En utilisant ces mêmes souris, l'équipe a révélé un effet « collatéral » inattendu de ces protéines : elles donnent aux mâles une masse musculaire supérieure à celle des femelles ! Comme le syncytiotrophoblaste, le muscle est en effet formé à partir de cellules souches qui fusionnent entre elles. Chez les souris mâles génétiquement modifiées, ces fibres sont 20 % moins grosses et présentent 20 % de noyaux en moins par rapport à des mâles standard ; elles sont alors similaires à celles des femelles, tout comme leur masse musculaire totale. Tout se passe donc comme si l'inactivation des syncytines conduisait à un déficit de fusion lors de la croissance des muscles, mais uniquement chez les mâles. Les chercheurs ont observé le même phénomène dans des conditions de régénération musculaire après lésion : les souris mâles incapables de produire des syncytines ont une régénération moins efficace que les autres mâles, mais comparable à celle des femelles. Si cette découverte est confirmée chez d'autres mammifères, elle pourrait rendre compte du dimorphisme musculaire observé entre mâles et femelles, différence qui n'est pas observée de manière aussi systématique chez des animaux qui pondent des œufs.
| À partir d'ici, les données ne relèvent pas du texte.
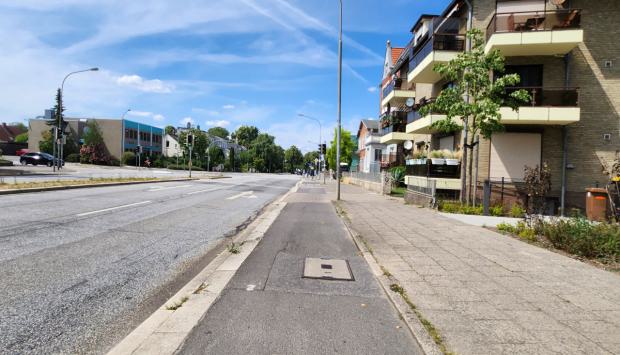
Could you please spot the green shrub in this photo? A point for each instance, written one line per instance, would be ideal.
(517, 211)
(580, 237)
(72, 158)
(128, 158)
(497, 210)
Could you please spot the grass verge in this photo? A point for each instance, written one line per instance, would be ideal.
(58, 183)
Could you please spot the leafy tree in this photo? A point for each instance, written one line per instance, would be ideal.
(216, 156)
(347, 148)
(218, 132)
(294, 159)
(470, 75)
(245, 135)
(201, 143)
(22, 138)
(170, 130)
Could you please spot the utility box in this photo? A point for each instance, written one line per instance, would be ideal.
(596, 204)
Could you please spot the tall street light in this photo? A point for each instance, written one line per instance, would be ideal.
(321, 159)
(62, 90)
(339, 103)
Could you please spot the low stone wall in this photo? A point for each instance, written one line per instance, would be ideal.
(368, 185)
(414, 198)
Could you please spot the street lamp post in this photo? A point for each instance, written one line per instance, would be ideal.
(62, 91)
(321, 159)
(339, 103)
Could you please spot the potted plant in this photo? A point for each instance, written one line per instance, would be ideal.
(419, 158)
(452, 158)
(437, 157)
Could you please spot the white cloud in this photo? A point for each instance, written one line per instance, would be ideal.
(187, 120)
(219, 123)
(140, 113)
(136, 81)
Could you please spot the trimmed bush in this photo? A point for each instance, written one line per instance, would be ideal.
(128, 158)
(184, 167)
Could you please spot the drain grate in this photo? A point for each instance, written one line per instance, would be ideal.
(327, 269)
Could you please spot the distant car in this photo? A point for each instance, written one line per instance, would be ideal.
(38, 159)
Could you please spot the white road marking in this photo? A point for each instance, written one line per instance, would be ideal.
(167, 188)
(113, 208)
(205, 190)
(243, 194)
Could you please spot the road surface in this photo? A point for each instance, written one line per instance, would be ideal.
(79, 269)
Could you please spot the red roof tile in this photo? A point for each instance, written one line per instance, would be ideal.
(396, 52)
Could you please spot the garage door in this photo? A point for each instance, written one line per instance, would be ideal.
(511, 152)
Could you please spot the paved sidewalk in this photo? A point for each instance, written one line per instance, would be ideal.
(268, 308)
(487, 293)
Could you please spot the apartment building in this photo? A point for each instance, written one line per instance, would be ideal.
(566, 58)
(369, 146)
(118, 135)
(396, 91)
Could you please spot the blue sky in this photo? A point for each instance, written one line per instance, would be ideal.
(211, 62)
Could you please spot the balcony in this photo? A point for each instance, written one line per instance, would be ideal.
(549, 106)
(533, 33)
(395, 95)
(372, 139)
(439, 48)
(393, 128)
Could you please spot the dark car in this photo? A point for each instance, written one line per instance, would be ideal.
(38, 159)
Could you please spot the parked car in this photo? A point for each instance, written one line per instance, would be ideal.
(38, 159)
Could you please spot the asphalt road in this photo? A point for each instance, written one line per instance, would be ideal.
(268, 308)
(79, 269)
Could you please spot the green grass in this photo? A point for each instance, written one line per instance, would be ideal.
(177, 305)
(398, 191)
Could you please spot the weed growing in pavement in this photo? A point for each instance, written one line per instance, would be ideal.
(234, 248)
(177, 305)
(430, 328)
(200, 288)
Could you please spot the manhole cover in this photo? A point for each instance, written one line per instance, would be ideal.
(327, 269)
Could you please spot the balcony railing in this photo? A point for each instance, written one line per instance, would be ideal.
(393, 85)
(395, 121)
(430, 170)
(534, 21)
(414, 115)
(437, 42)
(550, 97)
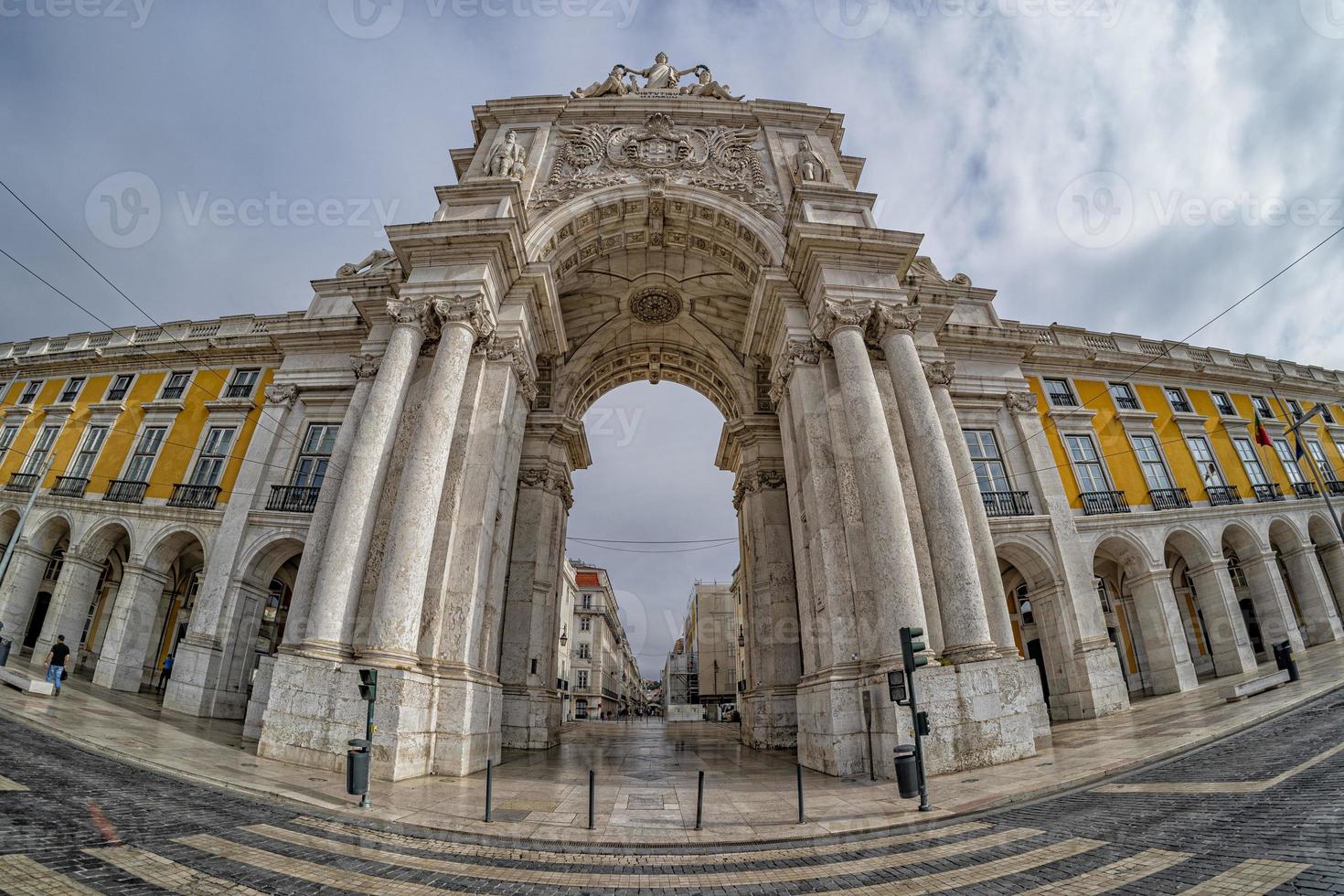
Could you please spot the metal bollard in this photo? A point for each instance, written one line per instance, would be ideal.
(699, 802)
(798, 766)
(489, 775)
(592, 798)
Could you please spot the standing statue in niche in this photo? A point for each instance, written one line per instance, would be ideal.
(508, 159)
(709, 88)
(612, 86)
(808, 164)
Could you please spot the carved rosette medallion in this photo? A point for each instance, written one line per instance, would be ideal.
(1020, 402)
(365, 366)
(283, 394)
(940, 372)
(655, 305)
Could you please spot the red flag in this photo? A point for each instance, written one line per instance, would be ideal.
(1261, 435)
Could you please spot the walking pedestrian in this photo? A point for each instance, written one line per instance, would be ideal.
(165, 673)
(57, 663)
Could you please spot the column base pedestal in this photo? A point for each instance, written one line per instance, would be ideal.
(771, 719)
(531, 719)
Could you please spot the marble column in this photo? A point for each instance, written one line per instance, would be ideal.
(131, 629)
(22, 581)
(981, 538)
(69, 604)
(315, 546)
(961, 603)
(1273, 610)
(1332, 559)
(331, 615)
(1313, 595)
(394, 626)
(884, 523)
(1223, 623)
(1169, 667)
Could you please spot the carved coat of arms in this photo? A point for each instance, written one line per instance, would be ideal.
(722, 159)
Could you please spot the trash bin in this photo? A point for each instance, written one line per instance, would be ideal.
(1284, 660)
(907, 773)
(357, 766)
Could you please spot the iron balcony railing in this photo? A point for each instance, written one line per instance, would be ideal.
(1168, 498)
(1221, 495)
(293, 498)
(1267, 492)
(200, 497)
(1097, 503)
(22, 481)
(70, 486)
(1306, 491)
(125, 492)
(1007, 503)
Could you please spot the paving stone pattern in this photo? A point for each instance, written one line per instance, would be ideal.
(74, 822)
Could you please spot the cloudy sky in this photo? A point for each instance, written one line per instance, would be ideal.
(1124, 165)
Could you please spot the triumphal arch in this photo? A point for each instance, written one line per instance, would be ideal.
(654, 226)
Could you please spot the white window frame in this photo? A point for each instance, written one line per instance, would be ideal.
(112, 386)
(1095, 460)
(1203, 464)
(1252, 464)
(83, 461)
(76, 383)
(1143, 443)
(129, 473)
(995, 475)
(1174, 394)
(1287, 461)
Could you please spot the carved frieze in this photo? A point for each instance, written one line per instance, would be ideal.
(659, 152)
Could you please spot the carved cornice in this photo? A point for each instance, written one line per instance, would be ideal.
(365, 366)
(546, 480)
(795, 352)
(1020, 402)
(755, 481)
(940, 372)
(897, 318)
(837, 316)
(283, 394)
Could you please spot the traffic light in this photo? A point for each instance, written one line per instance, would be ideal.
(909, 647)
(368, 684)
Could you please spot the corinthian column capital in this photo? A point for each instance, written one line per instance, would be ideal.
(471, 312)
(940, 372)
(840, 316)
(897, 318)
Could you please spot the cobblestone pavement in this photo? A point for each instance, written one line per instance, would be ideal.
(1258, 813)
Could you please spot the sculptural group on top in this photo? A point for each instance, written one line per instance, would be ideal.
(661, 78)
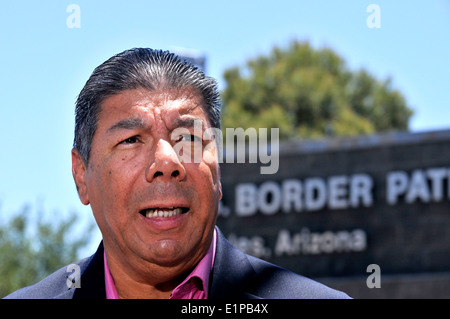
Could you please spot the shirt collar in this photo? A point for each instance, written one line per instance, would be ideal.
(195, 286)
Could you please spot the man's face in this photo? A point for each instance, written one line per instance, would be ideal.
(151, 207)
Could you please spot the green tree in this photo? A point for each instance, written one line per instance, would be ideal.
(31, 248)
(308, 92)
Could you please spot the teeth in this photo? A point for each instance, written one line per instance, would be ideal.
(162, 213)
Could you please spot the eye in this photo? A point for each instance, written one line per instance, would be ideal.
(130, 140)
(188, 138)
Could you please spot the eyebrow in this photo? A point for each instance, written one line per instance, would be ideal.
(189, 122)
(128, 124)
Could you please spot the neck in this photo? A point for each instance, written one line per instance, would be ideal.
(150, 281)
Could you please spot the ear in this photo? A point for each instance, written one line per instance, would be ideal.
(79, 176)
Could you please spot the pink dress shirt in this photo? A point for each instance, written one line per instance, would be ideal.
(195, 286)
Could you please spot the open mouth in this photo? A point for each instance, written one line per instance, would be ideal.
(163, 212)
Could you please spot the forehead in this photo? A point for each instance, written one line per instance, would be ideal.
(166, 104)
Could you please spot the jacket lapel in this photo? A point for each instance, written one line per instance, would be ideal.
(232, 272)
(93, 278)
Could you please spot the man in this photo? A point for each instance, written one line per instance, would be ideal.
(136, 130)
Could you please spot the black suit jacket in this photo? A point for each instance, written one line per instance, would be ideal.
(235, 275)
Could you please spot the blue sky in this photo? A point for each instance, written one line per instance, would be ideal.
(44, 65)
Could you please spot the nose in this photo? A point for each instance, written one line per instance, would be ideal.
(166, 165)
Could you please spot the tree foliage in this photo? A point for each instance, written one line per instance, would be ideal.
(31, 249)
(308, 92)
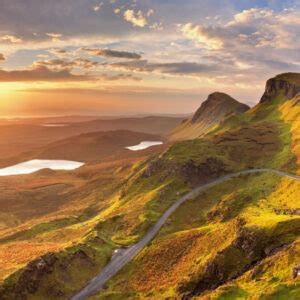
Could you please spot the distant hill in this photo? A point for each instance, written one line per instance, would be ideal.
(19, 138)
(238, 239)
(211, 112)
(95, 146)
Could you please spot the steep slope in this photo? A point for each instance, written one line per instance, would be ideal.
(239, 239)
(18, 138)
(211, 112)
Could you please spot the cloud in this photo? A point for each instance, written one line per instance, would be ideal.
(59, 63)
(54, 36)
(174, 68)
(98, 7)
(40, 73)
(137, 18)
(11, 39)
(120, 76)
(112, 53)
(202, 35)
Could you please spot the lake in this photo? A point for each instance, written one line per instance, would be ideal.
(34, 165)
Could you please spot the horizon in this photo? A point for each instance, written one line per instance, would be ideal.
(140, 57)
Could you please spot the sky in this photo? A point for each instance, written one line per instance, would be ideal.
(112, 57)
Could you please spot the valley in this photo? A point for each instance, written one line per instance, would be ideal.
(209, 211)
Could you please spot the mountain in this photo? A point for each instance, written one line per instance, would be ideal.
(238, 239)
(217, 107)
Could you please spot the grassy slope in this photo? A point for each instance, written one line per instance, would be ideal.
(199, 246)
(206, 234)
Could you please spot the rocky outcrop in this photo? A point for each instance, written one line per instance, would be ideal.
(196, 174)
(217, 106)
(213, 111)
(287, 83)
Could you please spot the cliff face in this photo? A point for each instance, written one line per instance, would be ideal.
(288, 83)
(211, 112)
(217, 106)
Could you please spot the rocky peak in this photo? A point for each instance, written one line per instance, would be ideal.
(217, 106)
(289, 83)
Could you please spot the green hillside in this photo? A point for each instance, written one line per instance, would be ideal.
(238, 240)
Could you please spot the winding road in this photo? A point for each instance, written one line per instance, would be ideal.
(119, 260)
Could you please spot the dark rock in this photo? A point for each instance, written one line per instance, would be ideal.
(204, 172)
(274, 85)
(296, 271)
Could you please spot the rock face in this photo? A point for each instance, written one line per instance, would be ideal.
(289, 83)
(212, 112)
(217, 106)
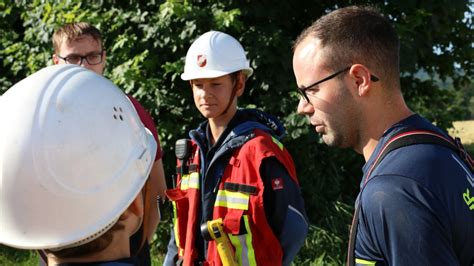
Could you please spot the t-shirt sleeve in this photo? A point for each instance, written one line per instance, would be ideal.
(404, 222)
(147, 121)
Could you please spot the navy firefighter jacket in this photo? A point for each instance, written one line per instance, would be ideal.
(284, 209)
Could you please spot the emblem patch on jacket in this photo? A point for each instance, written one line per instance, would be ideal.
(277, 183)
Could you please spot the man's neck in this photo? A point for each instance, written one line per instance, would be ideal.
(218, 125)
(119, 248)
(379, 122)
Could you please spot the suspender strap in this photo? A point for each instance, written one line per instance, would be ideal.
(404, 138)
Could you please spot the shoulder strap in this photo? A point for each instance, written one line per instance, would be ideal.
(405, 138)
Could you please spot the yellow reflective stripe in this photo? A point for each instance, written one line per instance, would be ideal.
(277, 142)
(365, 262)
(184, 182)
(194, 180)
(175, 229)
(244, 251)
(190, 181)
(236, 240)
(233, 200)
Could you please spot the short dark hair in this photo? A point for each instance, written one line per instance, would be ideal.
(72, 31)
(358, 34)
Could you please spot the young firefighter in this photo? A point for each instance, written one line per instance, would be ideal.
(81, 44)
(74, 161)
(237, 170)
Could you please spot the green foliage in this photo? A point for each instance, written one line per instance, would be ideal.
(146, 42)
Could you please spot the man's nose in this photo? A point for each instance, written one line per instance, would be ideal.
(304, 107)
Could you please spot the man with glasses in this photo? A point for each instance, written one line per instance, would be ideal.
(415, 205)
(81, 43)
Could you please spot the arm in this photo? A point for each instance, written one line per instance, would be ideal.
(284, 208)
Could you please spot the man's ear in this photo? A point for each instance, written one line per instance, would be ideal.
(137, 206)
(360, 76)
(241, 78)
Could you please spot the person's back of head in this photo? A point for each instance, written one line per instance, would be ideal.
(72, 31)
(358, 35)
(73, 161)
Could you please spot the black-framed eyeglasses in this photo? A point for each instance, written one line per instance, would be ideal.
(92, 59)
(303, 91)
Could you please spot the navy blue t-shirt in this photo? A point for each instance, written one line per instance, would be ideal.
(417, 207)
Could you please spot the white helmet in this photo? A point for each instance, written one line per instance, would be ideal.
(215, 54)
(73, 156)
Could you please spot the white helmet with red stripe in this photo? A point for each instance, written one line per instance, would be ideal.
(73, 156)
(215, 54)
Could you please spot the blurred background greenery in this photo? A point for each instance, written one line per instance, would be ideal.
(146, 42)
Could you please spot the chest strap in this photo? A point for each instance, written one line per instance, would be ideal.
(404, 138)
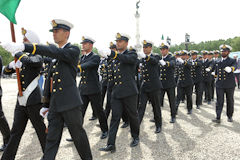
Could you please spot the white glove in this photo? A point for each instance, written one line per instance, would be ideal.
(13, 47)
(141, 55)
(12, 65)
(162, 62)
(44, 112)
(207, 69)
(228, 69)
(18, 64)
(180, 60)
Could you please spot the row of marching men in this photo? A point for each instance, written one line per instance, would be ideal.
(188, 71)
(64, 102)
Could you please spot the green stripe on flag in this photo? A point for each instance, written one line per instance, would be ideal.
(8, 8)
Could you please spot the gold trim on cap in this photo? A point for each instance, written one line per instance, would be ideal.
(118, 35)
(54, 24)
(24, 31)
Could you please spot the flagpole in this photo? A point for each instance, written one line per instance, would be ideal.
(17, 69)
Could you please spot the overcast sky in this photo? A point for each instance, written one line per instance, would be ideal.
(102, 19)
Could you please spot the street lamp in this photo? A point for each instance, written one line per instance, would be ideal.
(169, 41)
(187, 40)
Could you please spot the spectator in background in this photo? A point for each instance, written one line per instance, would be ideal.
(237, 71)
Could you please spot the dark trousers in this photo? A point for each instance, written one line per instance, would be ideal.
(103, 93)
(108, 103)
(73, 119)
(96, 102)
(199, 91)
(212, 88)
(154, 97)
(220, 101)
(4, 127)
(237, 75)
(207, 90)
(171, 98)
(185, 91)
(130, 104)
(21, 116)
(108, 107)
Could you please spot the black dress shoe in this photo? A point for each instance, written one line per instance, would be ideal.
(125, 125)
(173, 120)
(104, 135)
(230, 119)
(152, 120)
(92, 118)
(108, 148)
(3, 147)
(158, 130)
(216, 120)
(135, 142)
(190, 112)
(69, 139)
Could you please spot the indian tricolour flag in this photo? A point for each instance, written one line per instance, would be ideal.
(8, 9)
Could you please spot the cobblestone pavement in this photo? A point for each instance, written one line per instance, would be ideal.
(193, 137)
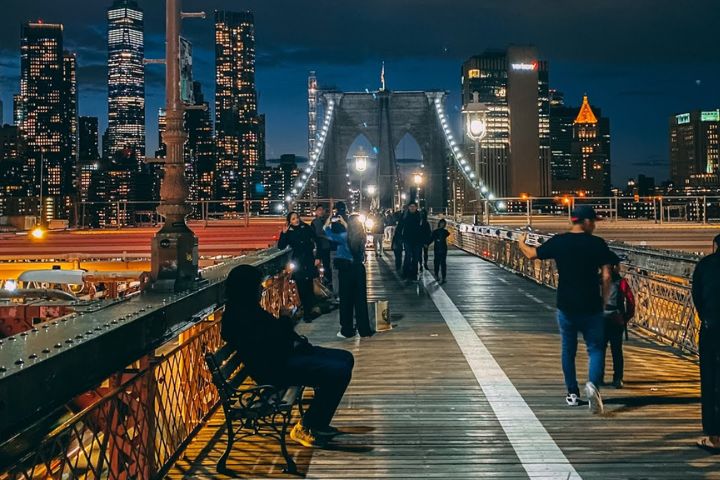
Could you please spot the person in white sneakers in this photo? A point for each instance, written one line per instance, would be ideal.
(580, 257)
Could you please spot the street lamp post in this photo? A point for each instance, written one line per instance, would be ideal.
(361, 160)
(476, 127)
(417, 180)
(174, 255)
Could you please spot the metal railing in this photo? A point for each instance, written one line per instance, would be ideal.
(660, 280)
(135, 424)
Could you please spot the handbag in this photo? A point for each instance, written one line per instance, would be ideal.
(320, 290)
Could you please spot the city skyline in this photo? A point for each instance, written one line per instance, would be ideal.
(639, 87)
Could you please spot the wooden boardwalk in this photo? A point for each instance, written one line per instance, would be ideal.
(416, 409)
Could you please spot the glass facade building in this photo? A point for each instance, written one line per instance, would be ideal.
(236, 117)
(126, 80)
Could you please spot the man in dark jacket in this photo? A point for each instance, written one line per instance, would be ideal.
(413, 238)
(322, 252)
(705, 288)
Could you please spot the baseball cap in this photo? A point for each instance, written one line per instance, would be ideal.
(583, 212)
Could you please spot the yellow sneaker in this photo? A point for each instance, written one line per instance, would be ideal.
(304, 436)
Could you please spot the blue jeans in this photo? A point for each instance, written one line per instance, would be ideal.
(593, 330)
En mettant en culture des cellules souches musculaires de différentes espèces de mammifères (souris, mouton, chien, homme), les chercheurs ont fait une partie du chemin : ils ont montré que les syncytines contribuent effectivement à la formation des fibres musculaires chez toutes les espèces testées.

Conclusion

Les syncytines, ces gènes d'origine rétrovirale, sont des acteurs essentiels de la formation du placenta et jouent un rôle crucial dans la reproduction des mammifères placentaires. Leur origine virale illustre un exemple fascinant de cooptation génétique et souligne l'importance des rétrovirus dans l'évolution des espèces. Les recherches actuelles visent à mieux comprendre les mécanismes d'action des syncytines et leur implication dans les pathologies de la grossesse, ouvrant ainsi la voie à de nouvelles stratégies thérapeutiques pour améliorer la santé maternelle et infantile.